Here's my simple custom recipe.
@prodigy.recipe(
'ner-custom',
dataset=("Dataset to save answers to", "positional", None, str),
)
def custom_recipe(dataset):
view_id = 'ner_manual'
mongo_client = CustomMongoClient(MONGO_INSTANCE, PORT, DB_NAME, SOURCE_COLLECTION_NAME, DEST_COLLECTION_NAME)
def get_inputs_from_mongo():
for doc in mongo_client.source_collection.find():
del doc['_id']
yield doc
nlp = spacy.blank('en')
stream = get_inputs_from_mongo()
stream = add_tokens(nlp, stream)
return {
'view_id': view_id,
'db': mongo_client,
'stream': stream,
'dataset': dataset,
'config': {
'labels': ['ITEM']
}
}
Here is my custom MongoDB client.
from pymongo import MongoClient
class CustomMongoClient:
def __init__(self, mongo_instance, port, db_name, source_collection_name, dest_collection_name):
self.client = MongoClient(mongo_instance, port)
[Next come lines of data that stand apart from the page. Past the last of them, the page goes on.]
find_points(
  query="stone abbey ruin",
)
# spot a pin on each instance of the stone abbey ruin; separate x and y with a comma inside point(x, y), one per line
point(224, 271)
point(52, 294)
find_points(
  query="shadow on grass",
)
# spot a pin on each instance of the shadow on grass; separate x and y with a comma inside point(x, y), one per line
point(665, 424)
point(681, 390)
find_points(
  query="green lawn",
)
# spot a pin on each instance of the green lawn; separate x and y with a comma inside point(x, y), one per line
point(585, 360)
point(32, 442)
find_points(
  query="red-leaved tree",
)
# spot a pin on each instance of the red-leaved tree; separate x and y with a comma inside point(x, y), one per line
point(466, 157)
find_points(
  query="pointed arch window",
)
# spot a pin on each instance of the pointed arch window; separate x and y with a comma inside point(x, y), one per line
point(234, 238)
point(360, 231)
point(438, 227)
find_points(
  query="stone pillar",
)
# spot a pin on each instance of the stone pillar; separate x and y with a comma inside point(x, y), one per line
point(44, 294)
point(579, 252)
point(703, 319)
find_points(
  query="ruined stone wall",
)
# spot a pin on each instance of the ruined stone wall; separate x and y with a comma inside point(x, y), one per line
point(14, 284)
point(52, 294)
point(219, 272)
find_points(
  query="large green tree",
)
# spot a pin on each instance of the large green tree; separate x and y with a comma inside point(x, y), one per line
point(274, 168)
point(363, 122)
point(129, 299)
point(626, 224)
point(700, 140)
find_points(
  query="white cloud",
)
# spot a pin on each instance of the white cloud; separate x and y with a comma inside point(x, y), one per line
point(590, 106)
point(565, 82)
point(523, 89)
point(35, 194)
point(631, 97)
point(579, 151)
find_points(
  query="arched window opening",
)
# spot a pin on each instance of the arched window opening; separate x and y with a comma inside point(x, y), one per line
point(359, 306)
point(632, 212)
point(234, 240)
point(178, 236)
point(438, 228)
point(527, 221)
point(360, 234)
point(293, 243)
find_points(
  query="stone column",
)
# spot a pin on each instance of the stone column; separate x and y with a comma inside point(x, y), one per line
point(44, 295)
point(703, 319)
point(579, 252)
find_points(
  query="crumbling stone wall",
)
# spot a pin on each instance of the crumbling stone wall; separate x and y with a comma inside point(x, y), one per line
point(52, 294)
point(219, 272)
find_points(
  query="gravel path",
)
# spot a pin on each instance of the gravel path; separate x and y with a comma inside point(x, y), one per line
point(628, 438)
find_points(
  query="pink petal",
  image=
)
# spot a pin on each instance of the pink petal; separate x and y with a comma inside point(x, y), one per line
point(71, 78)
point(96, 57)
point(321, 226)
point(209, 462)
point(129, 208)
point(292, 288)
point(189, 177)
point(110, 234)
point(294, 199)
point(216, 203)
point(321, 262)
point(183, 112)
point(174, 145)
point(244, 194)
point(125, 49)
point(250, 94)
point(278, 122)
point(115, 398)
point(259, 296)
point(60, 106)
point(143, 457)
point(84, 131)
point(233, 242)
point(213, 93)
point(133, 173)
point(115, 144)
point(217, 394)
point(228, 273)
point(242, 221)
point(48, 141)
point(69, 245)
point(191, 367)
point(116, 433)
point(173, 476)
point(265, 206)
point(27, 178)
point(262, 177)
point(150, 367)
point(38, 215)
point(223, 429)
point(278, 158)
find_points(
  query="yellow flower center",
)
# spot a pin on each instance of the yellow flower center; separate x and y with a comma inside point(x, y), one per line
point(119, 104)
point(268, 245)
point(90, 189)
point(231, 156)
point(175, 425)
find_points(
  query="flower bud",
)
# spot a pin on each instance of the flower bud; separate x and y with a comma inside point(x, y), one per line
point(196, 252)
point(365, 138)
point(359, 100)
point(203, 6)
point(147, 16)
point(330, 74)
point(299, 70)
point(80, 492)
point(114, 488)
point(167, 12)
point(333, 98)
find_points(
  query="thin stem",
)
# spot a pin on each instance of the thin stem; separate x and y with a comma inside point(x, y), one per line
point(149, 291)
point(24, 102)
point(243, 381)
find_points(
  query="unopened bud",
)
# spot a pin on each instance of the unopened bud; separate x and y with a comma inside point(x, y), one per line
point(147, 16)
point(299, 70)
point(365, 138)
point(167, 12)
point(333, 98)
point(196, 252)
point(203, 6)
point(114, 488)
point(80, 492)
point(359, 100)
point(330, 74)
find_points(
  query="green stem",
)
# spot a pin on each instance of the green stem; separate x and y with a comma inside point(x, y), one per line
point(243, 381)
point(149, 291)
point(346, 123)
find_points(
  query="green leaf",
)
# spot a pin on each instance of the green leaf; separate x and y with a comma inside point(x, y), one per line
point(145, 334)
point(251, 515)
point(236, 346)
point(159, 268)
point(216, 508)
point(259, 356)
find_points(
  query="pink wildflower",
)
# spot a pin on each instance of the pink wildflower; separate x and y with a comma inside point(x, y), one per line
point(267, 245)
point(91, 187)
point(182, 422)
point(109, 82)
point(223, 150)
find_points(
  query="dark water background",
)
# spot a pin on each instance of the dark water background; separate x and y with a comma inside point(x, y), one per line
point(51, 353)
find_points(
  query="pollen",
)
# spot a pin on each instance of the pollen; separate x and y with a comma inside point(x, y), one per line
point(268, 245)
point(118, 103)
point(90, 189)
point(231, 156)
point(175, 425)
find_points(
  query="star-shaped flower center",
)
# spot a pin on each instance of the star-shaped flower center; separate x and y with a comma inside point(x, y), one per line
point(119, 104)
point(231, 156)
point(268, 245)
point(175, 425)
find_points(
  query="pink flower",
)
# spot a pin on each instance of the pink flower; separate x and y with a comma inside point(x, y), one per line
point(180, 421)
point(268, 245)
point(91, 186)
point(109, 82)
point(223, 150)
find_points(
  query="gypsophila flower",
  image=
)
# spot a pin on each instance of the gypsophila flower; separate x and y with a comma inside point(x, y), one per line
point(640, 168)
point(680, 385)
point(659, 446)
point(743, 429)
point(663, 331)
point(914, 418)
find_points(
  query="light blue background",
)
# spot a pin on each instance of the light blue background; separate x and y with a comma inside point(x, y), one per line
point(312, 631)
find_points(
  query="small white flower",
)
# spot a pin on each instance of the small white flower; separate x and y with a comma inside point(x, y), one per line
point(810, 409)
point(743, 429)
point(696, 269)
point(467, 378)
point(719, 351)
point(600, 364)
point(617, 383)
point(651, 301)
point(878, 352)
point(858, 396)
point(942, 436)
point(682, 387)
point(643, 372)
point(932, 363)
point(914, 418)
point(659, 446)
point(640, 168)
self.db = self.client[db_name]
self.source_collection = self.db[source_collection_name]
self.dest_collection = self.db[dest_collection_name]
def get_dataset(self, name, default=None):
return list(self.dest_collection.find())
def get_examples(self, ids, by="task_hash"):
return list(self.dest_collection.find({"task_id": {"$in": ids}}))
def add_dataset(self, name, meta={}, session=False):
pass
def add_examples(self, examples, datasets):
self.dest_collection.insert_many(examples)
def get_sessions_examples(self, session_ids=None):
return self.get_dataset("temp")
As shown above, I've implemented some of the DB functions as outlined in the API. For the dataset functions, I'm basically just pulling everything from my dest_collection
. When a dataset is "added", I don't do anything.
When I try to run prodigy ner-custom temp-dataset -F custom_recipe.py
, I get an odd error regarding my custom DB class.
15:47:22: CLI: Importing file custom_recipe.py
15:47:22: RECIPE: Calling recipe 'ner-custom'
15:47:22: CONFIG: Using config from global prodigy.json
15:47:22: VALIDATE: Validating components returned by recipe
15:47:22: CONTROLLER: Initialising from recipe
15:47:22: VALIDATE: Creating validator for view ID 'ner_manual'
15:47:22: VALIDATE: Validating Prodigy and recipe config
Traceback (most recent call last):
File "/usr/local/lib/python3.7/runpy.py", line 193, in _run_module_as_main
"__main__", mod_spec)
File "/usr/local/lib/python3.7/runpy.py", line 85, in _run_code
exec(code, run_globals)
File "/usr/local/lib/python3.7/site-packages/prodigy/__main__.py", line 61, in <module>
controller = recipe(*args, use_plac=True)
File "cython_src/prodigy/core.pyx", line 374, in prodigy.core.recipe.recipe_decorator.recipe_proxy
File "cython_src/prodigy/core.pyx", line 63, in prodigy.core.Controller.from_components
File "cython_src/prodigy/core.pyx", line 143, in prodigy.core.Controller.__init__
File "cython_src/prodigy/core.pyx", line 342, in prodigy.core.Controller.connect_db
TypeError: argument of type 'CustomMongoClient' is not iterable
Do I need to implement all DB methods for the custom DB to work? Or am I doing something wrong here with my setup. I've also tried looking at GitHub - jdagdelen/mondigy: A small component for using Mongodb databases with Prodigy annotation applications., but still not exactly sure what's happening here. Any help is appreciated. Thanks!